Cette enquête sur les risques psychosociaux vise à mettre en place un système de surveillance de la santé mentale dans l’entreprise

Le mal-être des salariés est une réalité très répandue dans certains secteurs économiques. Environ un tiers des hommes employés dans l’hôtellerie ou la restauration disent ressentir une détresse psychique. Les femmes, elles, éprouvent, le plus souvent, ce type de difficultés dans les entreprises qui produisent ou qui distribuent de l’eau, du gaz ou de l’électricité (45 %). Trois autres secteurs concentrent une proportion élevée de travailleurs en situation de souffrance : les activités financières, l’administration publique et les services collectifs, sociaux et de personnels.
Dévoilés par la revue Santé et travail dans son édition de janvier, ces constats sont extraits d’un programme de recherche inédit, appelé Samotrace. Pour la première fois, une étude épidémiologique sur les risques psychosociaux a été réalisée dans un large éventail de professions. De janvier 2006 à mars 2008, quelque 6 050 salariés des régions Centre, Poitou-Charentes et Pays de la Loire ont répondu à des dizaines de questions. Une opération similaire est en cours dans le Rhône et dans l’Isère. Objectif : mettre en place, à terme, ” un système de surveillance de la santé mentale au travail “.

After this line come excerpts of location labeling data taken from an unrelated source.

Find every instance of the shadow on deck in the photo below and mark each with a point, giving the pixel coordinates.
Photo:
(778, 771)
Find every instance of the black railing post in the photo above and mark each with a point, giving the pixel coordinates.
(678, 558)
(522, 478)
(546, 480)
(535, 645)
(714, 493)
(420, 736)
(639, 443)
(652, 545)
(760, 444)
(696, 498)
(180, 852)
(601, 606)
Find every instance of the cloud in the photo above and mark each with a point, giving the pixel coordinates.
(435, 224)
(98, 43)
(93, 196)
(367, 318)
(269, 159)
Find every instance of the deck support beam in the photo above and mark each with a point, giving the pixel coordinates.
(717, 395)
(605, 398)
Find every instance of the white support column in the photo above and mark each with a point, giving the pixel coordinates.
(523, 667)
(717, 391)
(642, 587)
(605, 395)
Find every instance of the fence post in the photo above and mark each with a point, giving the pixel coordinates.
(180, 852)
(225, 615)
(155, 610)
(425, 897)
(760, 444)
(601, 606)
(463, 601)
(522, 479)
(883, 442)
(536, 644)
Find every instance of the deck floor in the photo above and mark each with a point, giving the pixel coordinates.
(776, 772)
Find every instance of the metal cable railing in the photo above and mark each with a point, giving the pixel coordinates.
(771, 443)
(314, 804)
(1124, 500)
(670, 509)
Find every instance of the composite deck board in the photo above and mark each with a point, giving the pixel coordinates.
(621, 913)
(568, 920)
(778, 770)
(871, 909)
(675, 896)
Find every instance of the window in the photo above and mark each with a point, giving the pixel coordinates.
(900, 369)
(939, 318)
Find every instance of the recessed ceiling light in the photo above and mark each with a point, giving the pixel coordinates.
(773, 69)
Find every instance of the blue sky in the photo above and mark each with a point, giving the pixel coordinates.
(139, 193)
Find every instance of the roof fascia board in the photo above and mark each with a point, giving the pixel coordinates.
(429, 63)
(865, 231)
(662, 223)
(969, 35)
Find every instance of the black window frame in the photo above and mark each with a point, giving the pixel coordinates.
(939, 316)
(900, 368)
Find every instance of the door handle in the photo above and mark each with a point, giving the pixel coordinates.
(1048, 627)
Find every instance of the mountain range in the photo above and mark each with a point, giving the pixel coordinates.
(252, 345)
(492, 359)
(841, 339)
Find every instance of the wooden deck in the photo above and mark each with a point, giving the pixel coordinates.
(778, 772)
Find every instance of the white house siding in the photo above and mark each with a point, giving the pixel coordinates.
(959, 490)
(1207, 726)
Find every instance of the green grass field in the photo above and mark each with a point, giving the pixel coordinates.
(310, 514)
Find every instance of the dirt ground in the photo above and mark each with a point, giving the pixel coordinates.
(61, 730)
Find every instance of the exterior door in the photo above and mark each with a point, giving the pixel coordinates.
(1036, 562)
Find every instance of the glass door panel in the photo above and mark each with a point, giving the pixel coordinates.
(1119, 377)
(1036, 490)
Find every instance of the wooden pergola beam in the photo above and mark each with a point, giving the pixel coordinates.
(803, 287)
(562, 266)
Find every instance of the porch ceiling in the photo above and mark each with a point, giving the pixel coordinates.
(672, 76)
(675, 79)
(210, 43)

Les premiers résultats de Samotrace confirment l’importance des ” symptômes dépressifs et anxieux ” que les médecins du travail pressentaient ou avaient décelés de façon éparse dans des secteurs comme la fourniture d’énergie ou les banques, qui, jusqu’à une période récente, semblaient causer moins de problèmes de santé par rapport à ceux connus pour leur pénibilité physique (construction, industrie, etc.). Autre enseignement à relever : la souffrance mentale affecte plus les femmes que les hommes (37 % d’un côté contre 24 % de l’autre). Même chose pour les mauvais traitements : 5 % des salariées interrogées confient avoir été victimes des violences physiques (contre 3,2 % pour les hommes) ; un peu plus de 16 % d’entre elles ont essuyé des humiliations ou des menaces (11,6 % chez les hommes).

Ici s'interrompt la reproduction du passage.